In this paper, a hierarchical optimization based coarse-grid search is employed for searching optimal parameters (i.e., β, λ, σ, and cm). Using this optimization strategy, it cannot guarantee the joint optimality of parameter values. For addressing this problem, we further design an iterative optimization algorithm to find the optimal parameters jointly. Specifically, we first perform a grid search to find the optimal parameters β and λ. With determination of these parameters, we then optimize other parameters (i.e., σ and cm). Afterwards, the above procedures are reported iteratively. In Fig. 6, we plot the change of the classification accuracy with respect to different iterations using the iterative optimization algorithm.

Fig. 6.

Fig. 6

Classification accuracy of our proposed method in multimodal case with respect to different iterations, achieved by iterative optimization algorithm.

As shown in Fig. 6, the accuracy first rises with the increase of iteration number, and then keep stable when the iteration number is larger than 3. However, it is very time-consuming to perform such iterative optimization algorithm. We plan to adopt such iterative optimization strategy to find the optimal parameters in the future for further boosting the classification performance.

C. Predicting the conversion of MCI to AD

As mentioned above, many studies in early diagnosis of AD focus on predicting the conversion of MCI to AD using multi-modality data [3, 4, 10, 22, 23, 50, 52]. Accordingly, we report some representative results as follows.

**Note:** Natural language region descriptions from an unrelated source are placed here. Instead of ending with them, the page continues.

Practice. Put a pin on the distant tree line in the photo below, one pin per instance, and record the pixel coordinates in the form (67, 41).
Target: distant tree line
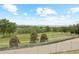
(7, 27)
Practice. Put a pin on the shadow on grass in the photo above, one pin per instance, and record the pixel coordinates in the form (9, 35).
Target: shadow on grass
(38, 44)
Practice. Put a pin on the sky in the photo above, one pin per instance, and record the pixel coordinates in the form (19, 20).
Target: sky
(41, 14)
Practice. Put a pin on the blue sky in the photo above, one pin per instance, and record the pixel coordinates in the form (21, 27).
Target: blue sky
(41, 14)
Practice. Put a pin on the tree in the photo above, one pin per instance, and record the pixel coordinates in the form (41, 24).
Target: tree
(7, 27)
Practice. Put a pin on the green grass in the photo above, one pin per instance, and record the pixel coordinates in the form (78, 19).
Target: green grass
(24, 38)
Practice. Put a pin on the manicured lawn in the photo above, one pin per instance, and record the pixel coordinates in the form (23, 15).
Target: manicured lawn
(24, 38)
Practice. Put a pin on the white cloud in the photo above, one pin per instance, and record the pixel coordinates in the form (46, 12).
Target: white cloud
(11, 8)
(73, 10)
(25, 14)
(45, 11)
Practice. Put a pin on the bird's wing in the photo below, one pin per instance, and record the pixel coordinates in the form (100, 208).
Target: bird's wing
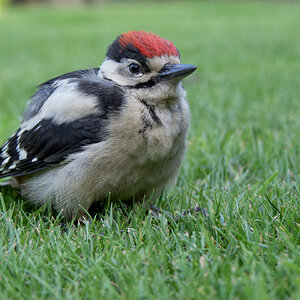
(66, 114)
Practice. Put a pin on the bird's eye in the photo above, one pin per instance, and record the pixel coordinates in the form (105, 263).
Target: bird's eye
(135, 69)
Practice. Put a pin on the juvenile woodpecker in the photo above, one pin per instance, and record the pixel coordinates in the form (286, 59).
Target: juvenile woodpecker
(117, 131)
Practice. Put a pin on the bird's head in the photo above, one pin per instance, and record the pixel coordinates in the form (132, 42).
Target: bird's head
(146, 64)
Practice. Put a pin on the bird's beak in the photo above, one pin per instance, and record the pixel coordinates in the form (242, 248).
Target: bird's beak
(171, 71)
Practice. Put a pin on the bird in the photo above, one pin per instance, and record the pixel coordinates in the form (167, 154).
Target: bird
(113, 133)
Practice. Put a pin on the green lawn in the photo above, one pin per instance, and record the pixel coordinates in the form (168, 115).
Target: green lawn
(241, 166)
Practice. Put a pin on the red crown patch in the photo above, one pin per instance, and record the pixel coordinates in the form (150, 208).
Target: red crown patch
(148, 43)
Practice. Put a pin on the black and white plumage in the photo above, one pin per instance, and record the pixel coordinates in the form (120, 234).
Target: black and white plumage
(117, 131)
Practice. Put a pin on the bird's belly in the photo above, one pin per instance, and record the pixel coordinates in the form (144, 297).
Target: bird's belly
(129, 166)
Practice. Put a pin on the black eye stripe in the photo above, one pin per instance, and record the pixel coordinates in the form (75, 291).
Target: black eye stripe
(135, 69)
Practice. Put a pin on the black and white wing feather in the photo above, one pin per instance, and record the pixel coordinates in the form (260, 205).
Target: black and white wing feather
(66, 113)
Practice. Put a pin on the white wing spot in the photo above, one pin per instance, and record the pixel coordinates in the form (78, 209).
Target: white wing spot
(22, 154)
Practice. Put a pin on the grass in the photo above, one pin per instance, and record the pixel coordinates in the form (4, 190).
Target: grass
(242, 165)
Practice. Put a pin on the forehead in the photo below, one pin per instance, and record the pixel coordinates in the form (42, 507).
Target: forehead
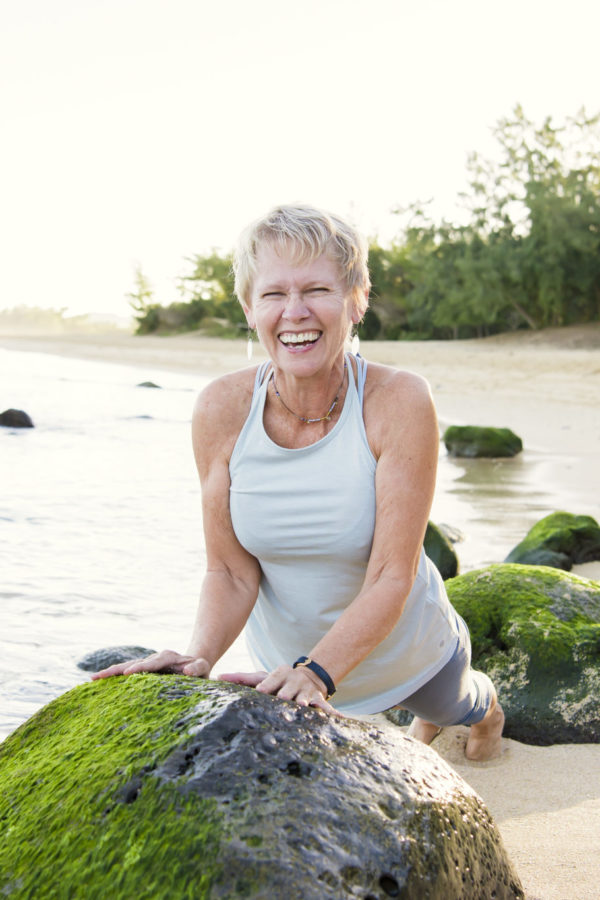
(291, 264)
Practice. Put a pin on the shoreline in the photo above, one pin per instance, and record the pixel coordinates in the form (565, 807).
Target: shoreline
(546, 387)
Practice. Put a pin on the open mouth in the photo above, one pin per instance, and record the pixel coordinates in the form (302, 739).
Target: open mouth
(299, 338)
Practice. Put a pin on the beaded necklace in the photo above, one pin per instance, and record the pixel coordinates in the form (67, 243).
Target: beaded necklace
(305, 419)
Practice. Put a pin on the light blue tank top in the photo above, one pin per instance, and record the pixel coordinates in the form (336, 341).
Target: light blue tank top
(308, 516)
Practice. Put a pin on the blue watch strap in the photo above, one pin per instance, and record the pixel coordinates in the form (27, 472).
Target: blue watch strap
(308, 663)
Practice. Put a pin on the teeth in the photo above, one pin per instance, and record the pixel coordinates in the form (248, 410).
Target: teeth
(300, 338)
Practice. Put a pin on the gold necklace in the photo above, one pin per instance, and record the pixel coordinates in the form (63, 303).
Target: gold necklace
(305, 419)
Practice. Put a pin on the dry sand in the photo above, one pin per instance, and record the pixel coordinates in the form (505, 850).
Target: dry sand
(546, 387)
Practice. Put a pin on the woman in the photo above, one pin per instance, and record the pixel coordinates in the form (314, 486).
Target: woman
(317, 476)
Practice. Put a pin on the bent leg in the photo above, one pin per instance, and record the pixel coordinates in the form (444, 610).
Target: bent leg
(458, 695)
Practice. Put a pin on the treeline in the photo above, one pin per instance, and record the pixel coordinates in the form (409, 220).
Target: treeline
(527, 256)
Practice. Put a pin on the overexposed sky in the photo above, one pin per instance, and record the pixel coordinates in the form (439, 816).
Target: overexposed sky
(144, 131)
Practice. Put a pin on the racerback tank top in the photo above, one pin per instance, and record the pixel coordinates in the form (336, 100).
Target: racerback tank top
(308, 516)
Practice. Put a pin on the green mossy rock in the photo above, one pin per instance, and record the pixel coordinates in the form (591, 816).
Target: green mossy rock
(474, 441)
(536, 632)
(559, 540)
(155, 787)
(440, 551)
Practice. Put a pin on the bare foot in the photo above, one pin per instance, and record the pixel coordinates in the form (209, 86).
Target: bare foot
(485, 738)
(422, 730)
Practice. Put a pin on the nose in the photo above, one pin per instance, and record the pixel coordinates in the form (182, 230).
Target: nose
(295, 306)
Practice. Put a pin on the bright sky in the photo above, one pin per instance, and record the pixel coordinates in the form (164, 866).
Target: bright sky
(144, 131)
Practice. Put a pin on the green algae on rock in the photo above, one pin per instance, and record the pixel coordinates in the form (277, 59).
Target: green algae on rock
(440, 551)
(559, 540)
(536, 632)
(163, 786)
(477, 441)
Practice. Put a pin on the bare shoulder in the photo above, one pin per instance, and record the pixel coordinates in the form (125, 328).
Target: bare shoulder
(219, 415)
(398, 406)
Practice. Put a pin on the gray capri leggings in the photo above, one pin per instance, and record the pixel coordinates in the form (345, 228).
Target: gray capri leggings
(457, 695)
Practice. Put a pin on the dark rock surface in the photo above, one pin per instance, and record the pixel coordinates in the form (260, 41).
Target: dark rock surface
(163, 787)
(110, 656)
(559, 540)
(536, 632)
(440, 551)
(15, 418)
(478, 441)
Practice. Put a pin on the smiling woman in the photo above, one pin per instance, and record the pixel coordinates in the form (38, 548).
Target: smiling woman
(317, 476)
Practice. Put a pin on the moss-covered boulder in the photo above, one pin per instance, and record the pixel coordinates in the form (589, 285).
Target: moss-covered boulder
(165, 787)
(474, 441)
(440, 551)
(536, 632)
(560, 540)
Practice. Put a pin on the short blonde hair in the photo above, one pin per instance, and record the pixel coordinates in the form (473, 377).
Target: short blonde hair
(309, 233)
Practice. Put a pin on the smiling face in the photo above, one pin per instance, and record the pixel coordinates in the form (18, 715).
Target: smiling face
(302, 311)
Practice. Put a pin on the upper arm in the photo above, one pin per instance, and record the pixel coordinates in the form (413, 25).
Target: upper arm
(218, 416)
(405, 438)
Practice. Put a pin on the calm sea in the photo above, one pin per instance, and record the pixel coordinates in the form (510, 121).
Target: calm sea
(100, 519)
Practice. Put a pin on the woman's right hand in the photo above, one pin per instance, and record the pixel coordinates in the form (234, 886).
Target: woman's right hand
(168, 661)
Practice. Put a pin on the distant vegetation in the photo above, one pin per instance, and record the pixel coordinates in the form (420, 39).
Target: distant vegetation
(528, 256)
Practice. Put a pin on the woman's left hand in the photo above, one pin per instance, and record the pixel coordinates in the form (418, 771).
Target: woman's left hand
(299, 685)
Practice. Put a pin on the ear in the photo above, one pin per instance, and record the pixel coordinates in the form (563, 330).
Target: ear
(249, 316)
(359, 306)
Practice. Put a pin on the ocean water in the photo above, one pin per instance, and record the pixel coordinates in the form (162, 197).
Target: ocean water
(101, 527)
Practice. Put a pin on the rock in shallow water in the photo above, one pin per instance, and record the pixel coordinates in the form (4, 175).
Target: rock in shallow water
(536, 632)
(440, 551)
(110, 656)
(164, 786)
(15, 418)
(479, 441)
(559, 540)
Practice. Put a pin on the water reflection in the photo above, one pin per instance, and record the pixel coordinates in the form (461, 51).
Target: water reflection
(494, 502)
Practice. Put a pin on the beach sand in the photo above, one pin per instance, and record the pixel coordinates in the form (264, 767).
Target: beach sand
(546, 387)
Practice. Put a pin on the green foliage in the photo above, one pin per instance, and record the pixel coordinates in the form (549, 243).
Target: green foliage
(528, 258)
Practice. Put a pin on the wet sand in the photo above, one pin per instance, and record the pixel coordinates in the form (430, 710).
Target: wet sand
(546, 387)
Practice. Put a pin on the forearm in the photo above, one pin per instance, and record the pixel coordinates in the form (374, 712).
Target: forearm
(363, 625)
(223, 609)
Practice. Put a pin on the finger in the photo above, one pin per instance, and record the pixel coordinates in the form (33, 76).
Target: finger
(165, 661)
(275, 681)
(199, 668)
(117, 669)
(251, 679)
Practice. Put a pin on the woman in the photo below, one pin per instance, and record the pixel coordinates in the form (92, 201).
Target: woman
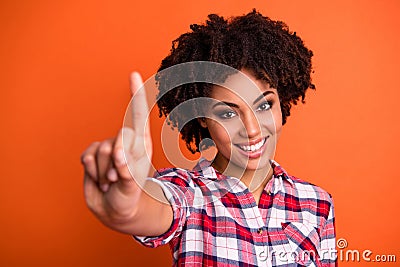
(243, 208)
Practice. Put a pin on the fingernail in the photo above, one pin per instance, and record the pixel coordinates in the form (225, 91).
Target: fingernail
(112, 175)
(104, 187)
(120, 158)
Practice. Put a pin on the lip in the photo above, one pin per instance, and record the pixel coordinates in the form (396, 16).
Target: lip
(256, 153)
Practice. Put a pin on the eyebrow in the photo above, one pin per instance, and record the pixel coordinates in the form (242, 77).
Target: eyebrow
(223, 103)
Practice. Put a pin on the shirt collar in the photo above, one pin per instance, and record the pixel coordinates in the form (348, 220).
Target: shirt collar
(204, 166)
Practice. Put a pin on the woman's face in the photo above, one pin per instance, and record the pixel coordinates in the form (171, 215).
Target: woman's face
(244, 121)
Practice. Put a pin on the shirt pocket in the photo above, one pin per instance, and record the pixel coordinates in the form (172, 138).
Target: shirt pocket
(304, 241)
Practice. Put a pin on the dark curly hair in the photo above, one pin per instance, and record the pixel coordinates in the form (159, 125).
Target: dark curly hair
(252, 41)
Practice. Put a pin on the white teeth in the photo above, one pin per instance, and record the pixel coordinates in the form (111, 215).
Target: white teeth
(253, 148)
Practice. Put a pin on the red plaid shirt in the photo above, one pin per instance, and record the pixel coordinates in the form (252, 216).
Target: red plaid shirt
(217, 221)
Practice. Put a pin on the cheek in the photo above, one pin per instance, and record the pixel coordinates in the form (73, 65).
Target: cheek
(219, 133)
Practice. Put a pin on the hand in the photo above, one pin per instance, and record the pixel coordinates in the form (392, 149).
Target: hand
(114, 167)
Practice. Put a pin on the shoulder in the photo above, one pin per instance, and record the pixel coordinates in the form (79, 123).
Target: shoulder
(306, 189)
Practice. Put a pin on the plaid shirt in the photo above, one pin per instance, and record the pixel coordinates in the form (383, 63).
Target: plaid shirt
(218, 223)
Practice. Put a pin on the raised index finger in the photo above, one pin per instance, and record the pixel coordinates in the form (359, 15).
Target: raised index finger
(139, 108)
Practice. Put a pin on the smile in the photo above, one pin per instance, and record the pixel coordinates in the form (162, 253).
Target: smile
(252, 147)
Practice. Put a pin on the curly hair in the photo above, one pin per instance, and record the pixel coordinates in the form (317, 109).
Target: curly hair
(252, 41)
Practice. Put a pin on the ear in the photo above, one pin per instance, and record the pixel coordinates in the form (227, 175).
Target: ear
(202, 122)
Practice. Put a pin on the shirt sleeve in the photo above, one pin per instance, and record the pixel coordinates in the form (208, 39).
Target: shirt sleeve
(178, 189)
(328, 253)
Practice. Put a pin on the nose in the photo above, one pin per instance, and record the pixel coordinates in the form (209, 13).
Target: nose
(251, 125)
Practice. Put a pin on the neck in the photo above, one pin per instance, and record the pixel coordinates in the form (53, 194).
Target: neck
(253, 179)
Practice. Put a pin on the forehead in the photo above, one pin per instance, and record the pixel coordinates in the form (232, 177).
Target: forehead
(241, 86)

In [3], a multi-task feature selection method achieved an accuracy of 73.9% and an AUC of 0.797 on 43 MCI-C and 48 MCI-NC ADNI subjects by using multi-modality data (MRI, FDG-PET and CSF). The method proposed in [4], which combines statistical analysis and pattern classification methods, achieved an accuracy of 62% and an AUC of 0.734 on 69 MCI-C and 170 MCI-NC ADNI subjects by using multi-modality data (MRI and CSF). Also, researchers in [10] proposed a multi-kernel pattern classification method, achieving an AUC of 0.791 on 119 MCI ADNI subjects with multi-modality data (including MRI, FDG-PET, CSF, and APOE). Researchers in [22] proposed a multivariate data analysis method and achieved an accuracy of 68.5% and an AUC of 0.76 on 81 MCI-C and 81 MCI-NC ADNI subjects with multi-modality data (i.e., MRI and CSF). In [23], a Gaussian process classification method was proposed and achieved an accuracy of 74.1% and an AUC of 0.795 on 47 MCI-C and 96 MCI-NC ADNI subjects with multi-modality data (i.e., MRI, FDG-PET, CSF, and APOE). By using the data employed in this study, we apply the Gaussian process classification method proposed in [23], and achieve an accuracy of 72.1% and an AUC of 0.797. In [50], an inter-modality relationship constrained multi-task feature selection method was proposed, which achieved an accuracy of 67.8% and an AUC of 0.696 on 43 MCI-C and 56 MCI-NC ADNI subjects with MRI and FDG-PET data. Trzepacz et al. [52] used a statistical analyses method and achieved an accuracy of 76% on 20 MCI-C and 30 MCI-NC ADNI subjects by using MRI, FDG-PET, and PIB-PET data. As shown in Section IV, our proposed domain transfer learning classification method achieves an accuracy of 79.4% and an AUC of 0.848 with three modalities (i.e., MRI, FDG-PET, and CSF).

D. Extension for recognizing MCI and AD/NC

To further investigate the efficacy of our proposed domain transfer learning method, besides recognizing MCI-C and MCI-NC, we also apply our method for recognizing MCI and AD/NC. Specifically, we have two new classification tasks, i.e., MCI vs. NC classification and MCI vs. AD classification. It is worth noting that, AD subjects are regarded as the auxiliary data for MCI vs. NC classification, and NC subjects are regarded as the auxiliary data for MCI vs. AD classification. In the Appendix, we show the experimental results by comparing different methods with both multi-modality and sing-modality biomarkers for MCI vs. NC classification and MCI vs. AD classification in Table S3 and Table S4, respectively.

As we can see from Table S3 and Table S4, our proposed method achieves consistently better performance than other methods in terms of four performance evaluation measures. Specifically, for multi-modality case, our proposed method achieves the classification accuracy of 86.4%, sensitivity of 92.8%, specificity of 73.8%, and AUC of 0.924 in MCI vs. NC classification; and the classification accuracy of 82.7%, sensitivity of 89.2%, specificity of 69.6%, and AUC of 0.906 in MCI vs. AD classification.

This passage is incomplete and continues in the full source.